Tuesday, April 13, 2004

Allez, Cuisine!



It has been established in this journal that I'm a foodie - I watch cooking shows. I experiment with recipes from the newspaper. I even read recipe books. And as a foodie, I'm getting pretty excited about the upcoming Iron Chef America specials that are coming up on Food TV the weekend of the 23rd.

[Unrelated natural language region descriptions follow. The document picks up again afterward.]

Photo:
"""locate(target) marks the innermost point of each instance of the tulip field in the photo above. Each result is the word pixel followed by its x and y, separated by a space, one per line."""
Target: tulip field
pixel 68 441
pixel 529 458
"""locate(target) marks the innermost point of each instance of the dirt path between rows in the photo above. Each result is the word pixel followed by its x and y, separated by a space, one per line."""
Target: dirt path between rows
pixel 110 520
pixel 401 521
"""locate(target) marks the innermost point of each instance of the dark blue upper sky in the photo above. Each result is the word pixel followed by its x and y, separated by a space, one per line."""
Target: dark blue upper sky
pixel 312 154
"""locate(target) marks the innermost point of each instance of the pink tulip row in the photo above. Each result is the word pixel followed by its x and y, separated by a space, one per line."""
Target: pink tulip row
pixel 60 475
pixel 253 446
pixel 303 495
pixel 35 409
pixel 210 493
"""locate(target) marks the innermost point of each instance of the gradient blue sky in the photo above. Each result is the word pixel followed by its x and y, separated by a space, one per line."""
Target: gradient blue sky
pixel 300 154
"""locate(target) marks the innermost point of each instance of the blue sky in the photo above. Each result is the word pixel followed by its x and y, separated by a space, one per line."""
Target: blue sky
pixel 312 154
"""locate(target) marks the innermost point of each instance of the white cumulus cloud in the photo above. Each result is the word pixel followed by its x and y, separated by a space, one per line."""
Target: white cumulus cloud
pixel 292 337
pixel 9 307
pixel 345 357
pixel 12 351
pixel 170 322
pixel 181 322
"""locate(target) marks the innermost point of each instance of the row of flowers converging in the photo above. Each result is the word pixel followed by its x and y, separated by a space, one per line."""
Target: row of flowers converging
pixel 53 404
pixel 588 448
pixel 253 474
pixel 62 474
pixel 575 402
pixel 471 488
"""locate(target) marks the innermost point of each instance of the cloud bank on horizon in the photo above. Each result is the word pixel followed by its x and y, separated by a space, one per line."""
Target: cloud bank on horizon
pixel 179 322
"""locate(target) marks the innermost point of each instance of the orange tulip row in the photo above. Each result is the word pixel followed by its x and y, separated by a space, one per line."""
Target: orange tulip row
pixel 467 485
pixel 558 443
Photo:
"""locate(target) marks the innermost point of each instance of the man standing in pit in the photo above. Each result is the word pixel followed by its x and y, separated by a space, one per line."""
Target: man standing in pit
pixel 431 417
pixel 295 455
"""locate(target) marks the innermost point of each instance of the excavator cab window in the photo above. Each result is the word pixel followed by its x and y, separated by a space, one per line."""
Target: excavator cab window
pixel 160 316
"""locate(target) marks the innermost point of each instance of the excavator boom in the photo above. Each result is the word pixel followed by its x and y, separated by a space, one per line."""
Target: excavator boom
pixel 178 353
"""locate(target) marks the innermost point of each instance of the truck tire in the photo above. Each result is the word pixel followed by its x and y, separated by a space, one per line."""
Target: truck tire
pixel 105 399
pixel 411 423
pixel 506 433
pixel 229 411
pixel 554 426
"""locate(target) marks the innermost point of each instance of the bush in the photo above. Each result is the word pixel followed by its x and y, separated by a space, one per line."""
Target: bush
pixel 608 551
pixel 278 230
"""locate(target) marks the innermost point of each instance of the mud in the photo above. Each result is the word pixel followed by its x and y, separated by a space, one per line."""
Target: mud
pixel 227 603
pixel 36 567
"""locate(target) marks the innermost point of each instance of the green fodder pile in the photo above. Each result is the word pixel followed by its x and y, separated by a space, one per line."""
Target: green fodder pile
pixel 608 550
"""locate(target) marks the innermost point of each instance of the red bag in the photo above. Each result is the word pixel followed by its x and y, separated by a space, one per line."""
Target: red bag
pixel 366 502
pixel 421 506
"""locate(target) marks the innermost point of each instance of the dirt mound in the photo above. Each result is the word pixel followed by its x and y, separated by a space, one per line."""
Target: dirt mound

For those of you who have not encountered it, the original Iron Chef is a Japanese import: two parts cooking show, two parts sports match. The host (Chairman Kaga, looking like a mad scientist in sequins) has supposedly recruited the best chefs in Japan, his Iron Chefs, and challengers come in every show to cook-off against them in a 1-hour time limit with a mystery ingredient (Crab! Summer Squash! Sea Cucumber!). A panel of celebrity experts (ranging from singers and actors to a fortune teller and a member of the Lower House) judge the meals. The Iron Chefs win two times out of three, and the cooking is given a play-by-play by a baseball announcer and a color commentator. The show has its own ritual pattern, and has a wide audience. It can currently be found on Food Network at about 11 PM every weeknight now.

So this show was incredibly popular in Japan, and a cult hit (with dubbing and subtitles) in America. So they decided to do an American version, and UPN hosted two Iron Chef America specials.

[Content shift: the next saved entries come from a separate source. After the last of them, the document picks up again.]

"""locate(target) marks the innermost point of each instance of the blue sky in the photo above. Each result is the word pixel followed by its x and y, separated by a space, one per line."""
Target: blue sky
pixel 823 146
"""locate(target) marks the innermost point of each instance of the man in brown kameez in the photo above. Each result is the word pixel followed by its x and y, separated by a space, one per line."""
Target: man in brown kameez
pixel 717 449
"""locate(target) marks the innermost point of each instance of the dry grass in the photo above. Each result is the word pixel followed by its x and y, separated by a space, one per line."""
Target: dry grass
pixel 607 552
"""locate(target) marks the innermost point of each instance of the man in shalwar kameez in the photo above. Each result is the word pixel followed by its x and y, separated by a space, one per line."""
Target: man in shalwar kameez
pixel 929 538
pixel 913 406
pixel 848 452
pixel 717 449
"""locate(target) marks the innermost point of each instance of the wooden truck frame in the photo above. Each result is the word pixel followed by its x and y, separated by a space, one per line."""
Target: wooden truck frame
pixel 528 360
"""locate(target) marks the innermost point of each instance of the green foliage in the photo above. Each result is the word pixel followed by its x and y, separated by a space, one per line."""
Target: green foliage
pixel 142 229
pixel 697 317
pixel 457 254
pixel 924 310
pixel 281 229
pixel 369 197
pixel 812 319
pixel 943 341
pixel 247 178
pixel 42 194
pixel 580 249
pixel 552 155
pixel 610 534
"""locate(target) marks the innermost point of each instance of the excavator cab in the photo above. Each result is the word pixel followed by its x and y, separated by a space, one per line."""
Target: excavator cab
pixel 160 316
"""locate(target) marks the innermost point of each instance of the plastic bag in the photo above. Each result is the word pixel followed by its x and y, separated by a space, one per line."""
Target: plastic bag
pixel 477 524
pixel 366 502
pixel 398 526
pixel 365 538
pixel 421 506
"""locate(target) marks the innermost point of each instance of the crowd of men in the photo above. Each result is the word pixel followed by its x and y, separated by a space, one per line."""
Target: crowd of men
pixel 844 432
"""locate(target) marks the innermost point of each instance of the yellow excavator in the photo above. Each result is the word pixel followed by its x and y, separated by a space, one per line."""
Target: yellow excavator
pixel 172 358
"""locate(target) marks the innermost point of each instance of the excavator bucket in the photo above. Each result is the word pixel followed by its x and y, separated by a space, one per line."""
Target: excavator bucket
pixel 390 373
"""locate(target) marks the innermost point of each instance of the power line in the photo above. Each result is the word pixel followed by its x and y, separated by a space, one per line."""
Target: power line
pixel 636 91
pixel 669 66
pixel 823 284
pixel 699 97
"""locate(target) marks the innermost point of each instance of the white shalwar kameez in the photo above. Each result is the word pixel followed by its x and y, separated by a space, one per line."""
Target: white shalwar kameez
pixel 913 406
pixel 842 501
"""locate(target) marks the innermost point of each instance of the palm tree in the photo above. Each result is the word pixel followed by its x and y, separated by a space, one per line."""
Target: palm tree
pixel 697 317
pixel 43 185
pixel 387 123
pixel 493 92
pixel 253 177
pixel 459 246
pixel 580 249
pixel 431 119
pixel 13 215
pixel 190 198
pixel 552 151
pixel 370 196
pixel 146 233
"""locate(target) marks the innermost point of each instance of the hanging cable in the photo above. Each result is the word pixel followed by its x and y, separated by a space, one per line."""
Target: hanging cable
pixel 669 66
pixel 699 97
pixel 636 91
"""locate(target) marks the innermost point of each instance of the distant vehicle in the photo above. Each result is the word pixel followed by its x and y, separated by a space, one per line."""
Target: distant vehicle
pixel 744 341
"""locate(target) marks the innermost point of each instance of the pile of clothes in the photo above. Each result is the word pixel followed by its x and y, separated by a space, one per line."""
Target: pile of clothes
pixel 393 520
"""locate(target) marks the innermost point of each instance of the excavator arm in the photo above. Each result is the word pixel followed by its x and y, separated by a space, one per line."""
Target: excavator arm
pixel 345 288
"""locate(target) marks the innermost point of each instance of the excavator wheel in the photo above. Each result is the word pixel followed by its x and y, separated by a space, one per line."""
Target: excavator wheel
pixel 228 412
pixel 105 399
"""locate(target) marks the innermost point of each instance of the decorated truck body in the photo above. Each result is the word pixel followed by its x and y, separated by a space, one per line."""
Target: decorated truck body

And they were horrible. Pretty much the definition of someone taking an idea and just not understanding what it was that made it popular in the first place. They filmed it in Vegas. They had a loud studio audience with pre-made signs. They had it hosted by Bill Shatner. No one had heard of the chefs. It was a badly-congealed mess. After the first one, they shifted the second special to a time slot where it would do minimal damage (hey, its UPN), and everyone figured the Iron Chef was done.

But Food Network, who has done very well off the original Iron Chef shows, has resurrected the idea with its own specials, and it looks like they get "it". First off, the American Iron Chefs are recognizable names to Foodies - these are guys with their own shows on the Food Network and on PBS - Bobby Flay, Mario Batali, and Wolfgang Puck. Then they invite as the first challengers two of the Japanese Iron Chefs - Hiroyuki Sakai and Masaharu Morimoto (Mormimoto has a resturant in Philly, and Sakai is opening one in Hawaii, so they've got their own investment in hitting the American audience). Instant name recognition.

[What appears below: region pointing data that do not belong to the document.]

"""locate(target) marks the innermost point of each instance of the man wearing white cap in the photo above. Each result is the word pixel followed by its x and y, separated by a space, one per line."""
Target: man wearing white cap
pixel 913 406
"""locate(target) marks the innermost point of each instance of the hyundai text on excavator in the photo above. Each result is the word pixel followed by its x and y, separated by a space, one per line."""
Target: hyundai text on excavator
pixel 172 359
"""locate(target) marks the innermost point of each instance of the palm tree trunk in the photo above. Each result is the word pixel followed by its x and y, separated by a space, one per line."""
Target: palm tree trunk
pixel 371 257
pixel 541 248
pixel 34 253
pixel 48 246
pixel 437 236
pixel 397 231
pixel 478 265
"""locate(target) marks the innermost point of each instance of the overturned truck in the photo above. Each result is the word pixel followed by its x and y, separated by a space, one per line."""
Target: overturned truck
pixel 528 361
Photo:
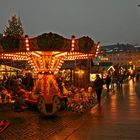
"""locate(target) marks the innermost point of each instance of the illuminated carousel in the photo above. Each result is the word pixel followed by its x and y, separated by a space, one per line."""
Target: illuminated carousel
pixel 46 54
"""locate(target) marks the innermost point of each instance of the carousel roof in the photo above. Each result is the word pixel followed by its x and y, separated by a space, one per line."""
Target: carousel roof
pixel 47 52
pixel 47 42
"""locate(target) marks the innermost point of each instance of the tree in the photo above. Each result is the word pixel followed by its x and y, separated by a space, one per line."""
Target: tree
pixel 14 29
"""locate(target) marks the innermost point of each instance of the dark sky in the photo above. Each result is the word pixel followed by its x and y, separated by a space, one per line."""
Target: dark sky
pixel 107 21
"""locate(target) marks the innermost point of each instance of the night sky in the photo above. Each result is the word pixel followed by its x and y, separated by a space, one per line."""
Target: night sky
pixel 107 21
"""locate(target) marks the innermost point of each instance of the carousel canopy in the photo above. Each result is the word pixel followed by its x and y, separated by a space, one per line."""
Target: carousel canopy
pixel 47 42
pixel 47 52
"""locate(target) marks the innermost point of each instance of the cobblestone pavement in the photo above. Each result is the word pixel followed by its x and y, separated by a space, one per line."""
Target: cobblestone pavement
pixel 31 125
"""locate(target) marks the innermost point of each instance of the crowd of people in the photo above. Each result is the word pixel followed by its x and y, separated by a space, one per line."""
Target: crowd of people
pixel 13 89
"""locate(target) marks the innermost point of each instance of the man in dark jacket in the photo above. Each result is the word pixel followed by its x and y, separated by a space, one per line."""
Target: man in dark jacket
pixel 98 86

And I heard the kicker today - the color commentary for the show will be Alton Brown, who (of course) has his OWN show on Food TV, the cerebral and entertaining Good Eats. Alton would have been my choice for color commentator that knows his stuff. Still don't know who the "chairman/host" will be of the show.

This, for all intents and purposes, is a good matchup, and I have high hopes for this. I mean, better than the hopes I had for the first Star Trek movie. This is really appealing to my food geekiness. Cool!